Of course, the flip side of that is that TBDR is weak when rendering transparency effects, especially if application devs don't take care to optimize their rendering pipeline the best way to handle transparency on TBDR GPUs.
I don't thin it's weak per se, it just won't be more efficient (it will have to shade transparent triangles immediately, just like an IMR would). There is still some potential for efficiency wins (e.g. if you have multiple non-overlapping transparent triangles in a tile). I suspect that the GPU will flush the tile when a newly rasterized transparent pixel hits a not-yet-shaded transparent pixel. So basically, if you have a lot of transparent pixels with plenty overdraw, TBDR performance will tank due to constant flushing. But so will IMR performance.
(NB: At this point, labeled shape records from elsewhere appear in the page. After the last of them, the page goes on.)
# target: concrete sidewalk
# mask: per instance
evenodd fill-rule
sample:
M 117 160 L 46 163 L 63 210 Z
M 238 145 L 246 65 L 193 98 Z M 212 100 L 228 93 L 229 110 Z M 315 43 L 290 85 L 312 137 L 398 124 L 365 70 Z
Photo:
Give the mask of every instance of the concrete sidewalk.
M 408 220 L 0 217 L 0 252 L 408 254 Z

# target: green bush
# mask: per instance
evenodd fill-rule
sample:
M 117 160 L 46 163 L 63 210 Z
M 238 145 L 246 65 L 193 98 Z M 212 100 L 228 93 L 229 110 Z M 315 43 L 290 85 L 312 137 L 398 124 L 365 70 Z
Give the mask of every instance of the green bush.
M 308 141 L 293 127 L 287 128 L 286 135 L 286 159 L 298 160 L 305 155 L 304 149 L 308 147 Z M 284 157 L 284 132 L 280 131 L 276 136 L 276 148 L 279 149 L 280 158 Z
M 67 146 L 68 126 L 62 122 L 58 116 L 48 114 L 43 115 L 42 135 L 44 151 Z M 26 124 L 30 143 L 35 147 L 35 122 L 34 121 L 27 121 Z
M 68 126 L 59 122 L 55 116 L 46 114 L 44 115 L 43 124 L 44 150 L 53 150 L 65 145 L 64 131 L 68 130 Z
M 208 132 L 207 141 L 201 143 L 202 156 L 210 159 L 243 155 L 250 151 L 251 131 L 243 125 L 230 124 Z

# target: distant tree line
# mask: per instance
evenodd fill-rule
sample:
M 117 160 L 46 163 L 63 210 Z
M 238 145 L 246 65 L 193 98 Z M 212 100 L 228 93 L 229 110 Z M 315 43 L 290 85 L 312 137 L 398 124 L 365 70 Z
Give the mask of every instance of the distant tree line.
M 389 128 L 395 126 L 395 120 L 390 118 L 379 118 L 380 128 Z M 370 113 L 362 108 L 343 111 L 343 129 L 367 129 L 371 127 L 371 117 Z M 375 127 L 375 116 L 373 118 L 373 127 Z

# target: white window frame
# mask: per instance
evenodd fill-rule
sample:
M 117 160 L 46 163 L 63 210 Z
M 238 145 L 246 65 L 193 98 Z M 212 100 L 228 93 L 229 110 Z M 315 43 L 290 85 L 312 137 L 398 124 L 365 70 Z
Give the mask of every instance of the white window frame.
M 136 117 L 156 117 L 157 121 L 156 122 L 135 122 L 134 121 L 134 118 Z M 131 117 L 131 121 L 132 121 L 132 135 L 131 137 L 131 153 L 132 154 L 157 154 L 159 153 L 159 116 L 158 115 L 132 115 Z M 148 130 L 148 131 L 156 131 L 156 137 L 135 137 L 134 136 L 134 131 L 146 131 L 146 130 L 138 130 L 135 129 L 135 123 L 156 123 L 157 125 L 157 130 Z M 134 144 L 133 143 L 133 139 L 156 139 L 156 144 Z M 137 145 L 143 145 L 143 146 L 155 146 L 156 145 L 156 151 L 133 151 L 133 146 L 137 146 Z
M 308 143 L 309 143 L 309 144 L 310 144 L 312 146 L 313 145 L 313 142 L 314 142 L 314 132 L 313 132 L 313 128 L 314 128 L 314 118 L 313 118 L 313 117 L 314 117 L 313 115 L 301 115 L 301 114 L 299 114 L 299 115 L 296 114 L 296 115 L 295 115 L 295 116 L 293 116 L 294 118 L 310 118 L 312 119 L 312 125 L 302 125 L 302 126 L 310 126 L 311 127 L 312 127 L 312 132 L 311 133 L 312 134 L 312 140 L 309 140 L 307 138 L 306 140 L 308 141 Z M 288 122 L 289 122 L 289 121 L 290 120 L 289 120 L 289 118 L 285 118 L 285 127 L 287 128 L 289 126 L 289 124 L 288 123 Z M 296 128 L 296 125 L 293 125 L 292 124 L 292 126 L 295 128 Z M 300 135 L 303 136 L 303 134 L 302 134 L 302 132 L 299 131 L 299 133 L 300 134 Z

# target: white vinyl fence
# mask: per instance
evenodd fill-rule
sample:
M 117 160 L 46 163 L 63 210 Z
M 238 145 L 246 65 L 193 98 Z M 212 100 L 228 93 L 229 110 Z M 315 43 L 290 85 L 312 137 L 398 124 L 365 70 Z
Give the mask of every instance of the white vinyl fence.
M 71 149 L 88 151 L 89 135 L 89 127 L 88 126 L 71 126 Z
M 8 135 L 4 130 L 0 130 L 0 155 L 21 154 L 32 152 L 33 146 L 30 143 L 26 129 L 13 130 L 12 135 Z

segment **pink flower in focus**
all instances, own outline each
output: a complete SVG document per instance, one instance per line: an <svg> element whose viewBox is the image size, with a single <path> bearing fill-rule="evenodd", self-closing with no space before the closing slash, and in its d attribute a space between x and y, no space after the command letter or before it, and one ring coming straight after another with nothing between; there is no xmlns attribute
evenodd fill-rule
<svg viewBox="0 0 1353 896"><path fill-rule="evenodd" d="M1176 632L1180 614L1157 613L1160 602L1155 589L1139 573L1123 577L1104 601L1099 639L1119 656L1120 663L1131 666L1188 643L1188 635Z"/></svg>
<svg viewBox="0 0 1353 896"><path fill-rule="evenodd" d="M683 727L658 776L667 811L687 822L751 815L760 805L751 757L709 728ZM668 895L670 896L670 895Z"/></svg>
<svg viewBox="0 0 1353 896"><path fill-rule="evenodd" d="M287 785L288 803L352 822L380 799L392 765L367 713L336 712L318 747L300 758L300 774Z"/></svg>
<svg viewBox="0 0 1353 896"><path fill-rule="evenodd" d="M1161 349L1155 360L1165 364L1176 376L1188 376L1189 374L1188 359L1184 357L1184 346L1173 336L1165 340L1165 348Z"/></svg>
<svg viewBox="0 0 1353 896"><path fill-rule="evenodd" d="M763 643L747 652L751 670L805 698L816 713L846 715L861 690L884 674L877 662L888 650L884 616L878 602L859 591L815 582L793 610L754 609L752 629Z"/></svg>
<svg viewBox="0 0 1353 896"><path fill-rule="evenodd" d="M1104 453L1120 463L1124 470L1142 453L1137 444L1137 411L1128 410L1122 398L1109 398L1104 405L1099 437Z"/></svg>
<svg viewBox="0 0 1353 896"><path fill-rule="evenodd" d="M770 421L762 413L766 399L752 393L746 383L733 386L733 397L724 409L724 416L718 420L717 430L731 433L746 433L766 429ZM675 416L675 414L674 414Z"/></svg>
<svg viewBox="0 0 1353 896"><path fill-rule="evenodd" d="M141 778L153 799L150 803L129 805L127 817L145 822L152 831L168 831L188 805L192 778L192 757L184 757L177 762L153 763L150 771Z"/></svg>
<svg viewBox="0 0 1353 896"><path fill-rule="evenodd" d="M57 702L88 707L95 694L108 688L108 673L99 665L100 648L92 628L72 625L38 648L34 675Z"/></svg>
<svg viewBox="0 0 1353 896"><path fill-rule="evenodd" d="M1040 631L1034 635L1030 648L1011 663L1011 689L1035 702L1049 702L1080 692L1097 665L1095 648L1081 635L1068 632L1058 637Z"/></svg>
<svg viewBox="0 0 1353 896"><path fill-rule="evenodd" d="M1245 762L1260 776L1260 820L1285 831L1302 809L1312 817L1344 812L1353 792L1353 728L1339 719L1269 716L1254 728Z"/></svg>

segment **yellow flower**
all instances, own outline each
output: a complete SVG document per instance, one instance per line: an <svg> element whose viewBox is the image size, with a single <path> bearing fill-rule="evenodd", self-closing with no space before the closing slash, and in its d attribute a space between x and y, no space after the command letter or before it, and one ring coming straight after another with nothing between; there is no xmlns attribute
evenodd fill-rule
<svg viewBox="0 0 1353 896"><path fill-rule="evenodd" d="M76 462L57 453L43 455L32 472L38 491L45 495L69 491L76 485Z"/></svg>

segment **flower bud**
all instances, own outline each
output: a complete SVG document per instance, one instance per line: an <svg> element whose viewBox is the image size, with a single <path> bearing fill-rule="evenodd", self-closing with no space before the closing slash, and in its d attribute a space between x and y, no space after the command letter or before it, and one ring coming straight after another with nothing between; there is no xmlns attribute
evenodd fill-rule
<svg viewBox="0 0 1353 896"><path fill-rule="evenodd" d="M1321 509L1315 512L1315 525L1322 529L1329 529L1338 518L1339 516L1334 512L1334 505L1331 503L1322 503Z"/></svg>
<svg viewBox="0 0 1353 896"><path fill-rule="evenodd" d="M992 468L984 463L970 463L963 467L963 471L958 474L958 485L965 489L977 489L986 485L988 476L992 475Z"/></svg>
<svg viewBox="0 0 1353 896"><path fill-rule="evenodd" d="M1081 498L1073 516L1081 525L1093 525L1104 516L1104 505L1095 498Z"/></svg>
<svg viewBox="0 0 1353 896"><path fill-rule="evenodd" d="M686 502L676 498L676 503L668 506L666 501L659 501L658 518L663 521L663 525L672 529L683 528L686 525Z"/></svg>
Transparency is a big problem anyway, and if I remember correctly the optimization tips for TBDR and IMR are identical: draw transparent objects last (you have to draw them last and sorted anyway if you want correct results). And then again there is order independent transparency which again can be done more efficiently on Apple GPUs.
Nvidia's GPU since Maxwell do use tile based rendering. As of now, pretty much every architecture out there seems to be using tile based rasterization. ARM Mali, Qualcomm Adreno, AMD, Intel, and Nvidia all uses tile based renderer lol.
Not sure about others, but Nvidia's approach is close to the TBDR since Maxwell.
It is not close, since it's not deferred. Saying that they are close because they both use tiles is like saying that a hybrid is basically the same as a full electric car
Using tiles makes sure that the modern GPU will on average fetch texture data from similar locations, which massively improves caching and is the key for the large performance and efficiency increased of Maxwell and Navi. But true TBDR is much more difficult to achieve because there are just so many edge cases... Imagination was basically the only company to ever do it, and Apple bought the tech from them.
And regarding most mobile GPUs (Mali, Adreno), these are simply atrocious. They cut a lot of corners in order to achieve higher efficiency (e.g. shader splitting) which results in inconsistent programming models. They don't scale with complex geometries since they don't use deferred shading. But it's good enough for lower quality games on mobile that don't try to do anything ambitious.